There are few highways that have the iconic, near mythic status that Route 66 holds in American culture. Route 66 stretched some 2,500 miles between Chicago, Illinois and Los Angeles, California. Route 66 became a symbol of the open road. It was America’s Pilgrims’ Road, where folks in the East or Middle-West could escape to the western reaches of the United States. In Steinbeck’s Grapes of Wrath, Route 66 offered Okies a way out of a state ravaged by the Dust Bowl and the Great Depression. Jack Kerouac mentions the iconic highway in On the Road. Large swaths of Route 66 have since been absorbed by five Interstate Highways (55, 44, 40, 15, and 10). Although Route 66 is no longer with us, its legacy still lingers in the West.

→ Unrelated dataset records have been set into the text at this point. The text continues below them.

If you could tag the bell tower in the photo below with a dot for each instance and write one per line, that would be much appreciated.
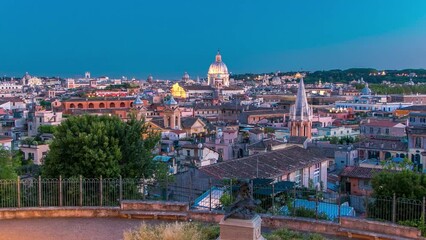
(301, 114)
(172, 114)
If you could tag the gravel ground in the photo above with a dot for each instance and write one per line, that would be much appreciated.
(74, 228)
(67, 228)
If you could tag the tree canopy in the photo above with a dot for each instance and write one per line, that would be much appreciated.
(405, 183)
(9, 164)
(94, 146)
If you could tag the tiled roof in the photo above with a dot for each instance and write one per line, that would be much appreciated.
(381, 123)
(296, 139)
(265, 143)
(265, 165)
(360, 172)
(188, 122)
(382, 144)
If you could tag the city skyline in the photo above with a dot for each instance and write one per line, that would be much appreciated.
(137, 39)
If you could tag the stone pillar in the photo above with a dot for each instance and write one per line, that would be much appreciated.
(241, 229)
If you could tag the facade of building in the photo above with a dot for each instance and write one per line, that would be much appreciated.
(301, 114)
(377, 127)
(35, 153)
(218, 75)
(281, 165)
(357, 180)
(416, 132)
(41, 118)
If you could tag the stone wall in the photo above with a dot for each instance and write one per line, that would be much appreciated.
(299, 224)
(380, 227)
(52, 212)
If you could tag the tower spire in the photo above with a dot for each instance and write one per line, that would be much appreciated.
(218, 56)
(301, 109)
(301, 114)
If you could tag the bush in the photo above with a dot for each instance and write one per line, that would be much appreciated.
(282, 234)
(225, 200)
(174, 231)
(415, 223)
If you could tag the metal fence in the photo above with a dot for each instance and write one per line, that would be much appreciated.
(273, 198)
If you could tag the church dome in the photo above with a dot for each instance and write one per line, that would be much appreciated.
(218, 67)
(366, 90)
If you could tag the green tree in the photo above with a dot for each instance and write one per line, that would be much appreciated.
(9, 163)
(94, 146)
(136, 144)
(405, 183)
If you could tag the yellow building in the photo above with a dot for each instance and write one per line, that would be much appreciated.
(178, 91)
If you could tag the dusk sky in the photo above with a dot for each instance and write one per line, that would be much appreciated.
(135, 38)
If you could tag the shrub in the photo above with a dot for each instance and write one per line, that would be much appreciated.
(283, 233)
(419, 224)
(173, 231)
(225, 200)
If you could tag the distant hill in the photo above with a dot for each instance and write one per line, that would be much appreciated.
(369, 75)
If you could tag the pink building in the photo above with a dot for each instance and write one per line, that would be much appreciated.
(224, 143)
(379, 127)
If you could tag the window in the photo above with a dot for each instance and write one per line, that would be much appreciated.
(298, 177)
(418, 142)
(317, 173)
(365, 184)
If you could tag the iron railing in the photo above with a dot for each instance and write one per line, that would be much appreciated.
(207, 195)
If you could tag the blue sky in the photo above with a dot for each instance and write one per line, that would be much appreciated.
(135, 38)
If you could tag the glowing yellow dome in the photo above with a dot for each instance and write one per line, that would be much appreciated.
(298, 75)
(178, 91)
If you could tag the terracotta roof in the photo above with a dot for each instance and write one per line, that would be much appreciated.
(265, 165)
(382, 144)
(381, 123)
(360, 172)
(262, 145)
(296, 140)
(198, 87)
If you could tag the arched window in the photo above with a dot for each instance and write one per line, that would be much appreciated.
(418, 142)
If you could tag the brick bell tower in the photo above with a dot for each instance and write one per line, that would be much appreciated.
(301, 114)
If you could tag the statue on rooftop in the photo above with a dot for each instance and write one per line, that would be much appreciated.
(244, 205)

Steinbeck’s Grapes of Wrath (Chapter 12):
HIGHWAY 66 IS THE main migrant road. 66—the long concrete path across the country, waving gently up and down on the map, from the Mississippi to Bakersfield—over the red lands and the gray lands, twisting up into the mountains, crossing the Divide and down into the bright and terrible desert, and across the desert to the mountains again, and into the rich California valleys.
66 is the path of a people in flight, refugees from dust and shrinking land, from the thunder of tractors and shrinking ownership, from the desert’s slow northward invasion, from the twisting winds that howl up out of Texas, from the floods that bring no richness to the land and steal what little richness is there. From all of these the people are in flight, and they come into 66 from the tributary side roads, from the wagon tracks and the rutted country roads. 66 is the mother road, the road of flight.”